Consider the following data:
ind1 ind2 ind3 dep
black SMALL OLD 42
blue LARGE NEW 204
blue LARGE OLD 52
blue LARGE VOLD 34
blue LARGE VVOLD 32
blue LARGE MOLDY 57
blue MEDIUM NEW 247
green XSMALL NEW 217
green XSMALL VVOLD 27
green SMALL NOVEL 203
green SMALL VVOLD 25
green SMALL MOLDY 47
red MEDIUM OLD 44
red MEDIUM VVOLD 25
red MEDIUM MOLDY 47
red XSMALL OLD 41
red XSMALL MOLDY 48
This is an artificial data set. In reality there are many more conditions and 80% of them have "low" outputs.
Sorting the data by 'ind3' reveals that the bad outputs are when ind3==NEW or ind3==NOVEL. But I'd like a test that would tell me something like: "Any dep > 70 is an outlier. And, outliers are generated when ind3==NEW or ind==NOVEL". I want "70" to be determined from the data and not a parameter, for instance.

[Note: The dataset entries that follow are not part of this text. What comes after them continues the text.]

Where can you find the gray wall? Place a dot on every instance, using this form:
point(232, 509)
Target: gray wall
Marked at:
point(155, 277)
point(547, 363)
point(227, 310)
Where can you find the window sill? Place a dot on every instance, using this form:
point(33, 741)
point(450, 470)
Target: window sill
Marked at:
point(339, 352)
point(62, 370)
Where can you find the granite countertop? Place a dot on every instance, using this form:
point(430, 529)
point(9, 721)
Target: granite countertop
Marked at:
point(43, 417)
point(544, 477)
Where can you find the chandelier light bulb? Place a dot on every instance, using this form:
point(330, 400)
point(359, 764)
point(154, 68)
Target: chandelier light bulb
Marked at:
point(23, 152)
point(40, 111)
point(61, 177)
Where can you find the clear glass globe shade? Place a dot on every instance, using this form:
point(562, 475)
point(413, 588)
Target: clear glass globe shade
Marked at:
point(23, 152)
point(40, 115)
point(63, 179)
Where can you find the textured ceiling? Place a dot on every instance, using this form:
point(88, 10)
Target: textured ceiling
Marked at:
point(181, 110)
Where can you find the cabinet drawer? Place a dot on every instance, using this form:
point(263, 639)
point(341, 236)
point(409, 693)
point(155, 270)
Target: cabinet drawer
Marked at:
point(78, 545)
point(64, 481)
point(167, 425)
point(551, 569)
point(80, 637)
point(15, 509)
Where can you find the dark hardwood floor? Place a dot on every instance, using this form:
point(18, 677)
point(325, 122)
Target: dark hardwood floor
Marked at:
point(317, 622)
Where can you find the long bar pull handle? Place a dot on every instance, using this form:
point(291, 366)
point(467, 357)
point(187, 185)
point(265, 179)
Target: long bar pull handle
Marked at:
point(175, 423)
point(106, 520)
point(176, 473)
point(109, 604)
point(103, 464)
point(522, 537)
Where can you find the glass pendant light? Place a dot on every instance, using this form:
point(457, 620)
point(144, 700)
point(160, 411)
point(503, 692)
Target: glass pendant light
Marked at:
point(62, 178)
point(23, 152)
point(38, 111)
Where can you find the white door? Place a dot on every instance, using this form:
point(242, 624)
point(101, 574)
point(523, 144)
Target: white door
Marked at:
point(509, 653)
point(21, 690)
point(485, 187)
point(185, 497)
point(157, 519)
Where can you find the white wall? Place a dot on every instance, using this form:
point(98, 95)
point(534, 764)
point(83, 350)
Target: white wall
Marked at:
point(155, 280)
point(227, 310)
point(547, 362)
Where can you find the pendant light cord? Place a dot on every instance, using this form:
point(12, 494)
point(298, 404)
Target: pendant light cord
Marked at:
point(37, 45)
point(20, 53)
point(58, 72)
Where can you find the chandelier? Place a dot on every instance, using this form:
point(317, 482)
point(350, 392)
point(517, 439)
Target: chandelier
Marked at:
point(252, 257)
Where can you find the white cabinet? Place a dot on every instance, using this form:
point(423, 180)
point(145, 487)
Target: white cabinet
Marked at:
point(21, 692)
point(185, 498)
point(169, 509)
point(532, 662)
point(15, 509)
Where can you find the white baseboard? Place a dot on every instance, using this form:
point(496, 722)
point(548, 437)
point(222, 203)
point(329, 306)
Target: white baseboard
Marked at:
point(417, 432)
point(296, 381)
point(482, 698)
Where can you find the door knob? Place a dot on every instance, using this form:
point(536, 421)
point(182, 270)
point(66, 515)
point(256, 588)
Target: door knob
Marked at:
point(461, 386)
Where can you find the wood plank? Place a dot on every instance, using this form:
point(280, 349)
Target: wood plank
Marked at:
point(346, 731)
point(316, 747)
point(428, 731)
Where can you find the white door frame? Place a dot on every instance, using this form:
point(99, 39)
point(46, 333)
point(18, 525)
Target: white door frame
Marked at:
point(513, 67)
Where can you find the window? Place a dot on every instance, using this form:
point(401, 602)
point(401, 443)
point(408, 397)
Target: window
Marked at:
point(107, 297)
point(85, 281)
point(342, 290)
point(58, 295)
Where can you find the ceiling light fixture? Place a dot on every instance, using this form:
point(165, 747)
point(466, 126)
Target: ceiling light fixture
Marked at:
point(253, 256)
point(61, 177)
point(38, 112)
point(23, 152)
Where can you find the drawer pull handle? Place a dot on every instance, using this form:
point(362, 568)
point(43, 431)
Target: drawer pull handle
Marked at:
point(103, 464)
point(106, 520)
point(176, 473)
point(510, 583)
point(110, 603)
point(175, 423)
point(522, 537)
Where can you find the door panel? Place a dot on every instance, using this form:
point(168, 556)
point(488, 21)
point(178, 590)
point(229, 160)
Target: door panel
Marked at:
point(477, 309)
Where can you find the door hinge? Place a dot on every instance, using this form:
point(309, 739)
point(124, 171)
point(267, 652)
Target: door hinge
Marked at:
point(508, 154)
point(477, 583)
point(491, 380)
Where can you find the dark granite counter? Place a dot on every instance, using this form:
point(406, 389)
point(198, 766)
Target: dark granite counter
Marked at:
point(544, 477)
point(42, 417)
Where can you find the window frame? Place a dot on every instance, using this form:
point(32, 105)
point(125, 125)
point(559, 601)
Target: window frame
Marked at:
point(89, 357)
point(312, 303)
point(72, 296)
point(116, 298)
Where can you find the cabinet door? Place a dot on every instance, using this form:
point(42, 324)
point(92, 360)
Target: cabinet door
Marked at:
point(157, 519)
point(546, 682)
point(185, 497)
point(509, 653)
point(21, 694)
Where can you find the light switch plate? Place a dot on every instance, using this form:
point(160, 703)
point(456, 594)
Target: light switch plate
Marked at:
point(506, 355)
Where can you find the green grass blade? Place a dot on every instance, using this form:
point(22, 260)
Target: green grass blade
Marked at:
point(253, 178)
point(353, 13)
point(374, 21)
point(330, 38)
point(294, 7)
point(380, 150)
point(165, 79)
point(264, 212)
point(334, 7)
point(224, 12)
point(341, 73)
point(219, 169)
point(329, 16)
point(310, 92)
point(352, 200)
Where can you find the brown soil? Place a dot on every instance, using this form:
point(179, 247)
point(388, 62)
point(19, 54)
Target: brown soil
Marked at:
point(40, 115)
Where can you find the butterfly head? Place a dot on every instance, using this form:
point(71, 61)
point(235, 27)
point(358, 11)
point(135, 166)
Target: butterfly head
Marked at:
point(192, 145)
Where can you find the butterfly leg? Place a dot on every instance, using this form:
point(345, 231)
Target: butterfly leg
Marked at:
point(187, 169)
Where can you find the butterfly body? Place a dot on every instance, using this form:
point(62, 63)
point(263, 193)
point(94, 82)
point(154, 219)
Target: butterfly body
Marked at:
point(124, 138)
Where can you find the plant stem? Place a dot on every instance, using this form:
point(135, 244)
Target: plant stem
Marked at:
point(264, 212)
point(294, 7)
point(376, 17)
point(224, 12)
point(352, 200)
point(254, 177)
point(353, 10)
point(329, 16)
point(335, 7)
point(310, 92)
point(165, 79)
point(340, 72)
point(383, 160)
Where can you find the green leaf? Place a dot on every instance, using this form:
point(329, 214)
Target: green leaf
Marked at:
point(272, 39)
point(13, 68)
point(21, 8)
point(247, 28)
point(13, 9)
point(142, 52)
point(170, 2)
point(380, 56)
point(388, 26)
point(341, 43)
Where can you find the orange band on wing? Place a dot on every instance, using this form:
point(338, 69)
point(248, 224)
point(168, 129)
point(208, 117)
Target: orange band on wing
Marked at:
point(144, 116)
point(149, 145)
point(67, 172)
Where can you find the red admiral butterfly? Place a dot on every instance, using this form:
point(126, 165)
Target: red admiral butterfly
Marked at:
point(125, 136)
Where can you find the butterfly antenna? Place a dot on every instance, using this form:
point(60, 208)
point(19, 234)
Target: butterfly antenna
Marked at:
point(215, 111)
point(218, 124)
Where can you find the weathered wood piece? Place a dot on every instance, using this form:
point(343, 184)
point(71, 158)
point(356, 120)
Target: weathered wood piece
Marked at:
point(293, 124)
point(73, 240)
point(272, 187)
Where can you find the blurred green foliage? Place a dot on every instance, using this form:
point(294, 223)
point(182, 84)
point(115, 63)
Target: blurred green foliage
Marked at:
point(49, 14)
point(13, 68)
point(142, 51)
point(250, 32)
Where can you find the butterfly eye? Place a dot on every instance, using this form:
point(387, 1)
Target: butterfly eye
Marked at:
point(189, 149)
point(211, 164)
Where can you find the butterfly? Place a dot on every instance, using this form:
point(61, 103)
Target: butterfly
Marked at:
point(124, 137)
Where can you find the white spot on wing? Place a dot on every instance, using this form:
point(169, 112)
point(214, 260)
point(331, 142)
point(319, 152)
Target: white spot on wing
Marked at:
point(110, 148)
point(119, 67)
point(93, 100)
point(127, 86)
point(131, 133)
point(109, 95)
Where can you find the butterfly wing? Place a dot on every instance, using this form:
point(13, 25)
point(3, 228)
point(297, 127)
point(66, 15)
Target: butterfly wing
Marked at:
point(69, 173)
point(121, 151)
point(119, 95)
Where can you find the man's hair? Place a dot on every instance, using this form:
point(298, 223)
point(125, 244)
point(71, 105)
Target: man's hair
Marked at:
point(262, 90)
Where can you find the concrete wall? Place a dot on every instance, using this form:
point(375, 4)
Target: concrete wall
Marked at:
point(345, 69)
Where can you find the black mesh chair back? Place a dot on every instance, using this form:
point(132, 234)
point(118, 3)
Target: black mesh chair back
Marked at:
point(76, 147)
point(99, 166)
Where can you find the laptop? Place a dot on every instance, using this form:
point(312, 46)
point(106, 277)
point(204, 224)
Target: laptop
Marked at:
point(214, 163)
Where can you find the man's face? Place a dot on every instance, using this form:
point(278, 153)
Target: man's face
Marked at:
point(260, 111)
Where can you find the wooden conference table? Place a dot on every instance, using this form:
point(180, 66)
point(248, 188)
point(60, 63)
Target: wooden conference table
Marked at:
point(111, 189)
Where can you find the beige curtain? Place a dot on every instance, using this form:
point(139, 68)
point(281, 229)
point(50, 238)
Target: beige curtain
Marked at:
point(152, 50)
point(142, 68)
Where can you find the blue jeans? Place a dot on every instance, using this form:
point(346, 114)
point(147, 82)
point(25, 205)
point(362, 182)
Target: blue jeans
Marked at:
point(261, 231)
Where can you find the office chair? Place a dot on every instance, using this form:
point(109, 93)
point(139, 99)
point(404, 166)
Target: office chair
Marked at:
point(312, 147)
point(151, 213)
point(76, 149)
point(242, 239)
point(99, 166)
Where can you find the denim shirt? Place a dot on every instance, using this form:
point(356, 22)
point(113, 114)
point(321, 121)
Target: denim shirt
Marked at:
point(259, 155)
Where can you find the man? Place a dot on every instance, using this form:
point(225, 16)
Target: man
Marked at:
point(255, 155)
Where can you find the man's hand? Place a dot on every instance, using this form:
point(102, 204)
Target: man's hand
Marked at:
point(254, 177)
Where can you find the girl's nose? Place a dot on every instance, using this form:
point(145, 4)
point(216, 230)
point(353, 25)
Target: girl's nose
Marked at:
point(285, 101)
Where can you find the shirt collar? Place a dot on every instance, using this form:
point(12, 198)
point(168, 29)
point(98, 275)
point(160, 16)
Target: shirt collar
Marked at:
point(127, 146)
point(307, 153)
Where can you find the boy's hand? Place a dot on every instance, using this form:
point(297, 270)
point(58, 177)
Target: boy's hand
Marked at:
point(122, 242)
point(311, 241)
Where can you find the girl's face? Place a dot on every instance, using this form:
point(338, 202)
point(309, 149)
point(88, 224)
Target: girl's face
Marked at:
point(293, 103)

I'm not sure if I'm using the correct terminology, but by outlier, I don't mean "bad", I simply mean "outside of what is normal", which I realize is imprecise. The outliers would have more intense analysis.
Thank you for your time.
[UPDATE]: My original question was identical in form, but confusing. The category values for ind2 and ind3 were misleading. I converted them to sizes and ages in the hopes that they are more clear. Not important to the question, but the actual data is trying to detect runtime issues as a function of test case, computer host, and input parameter set.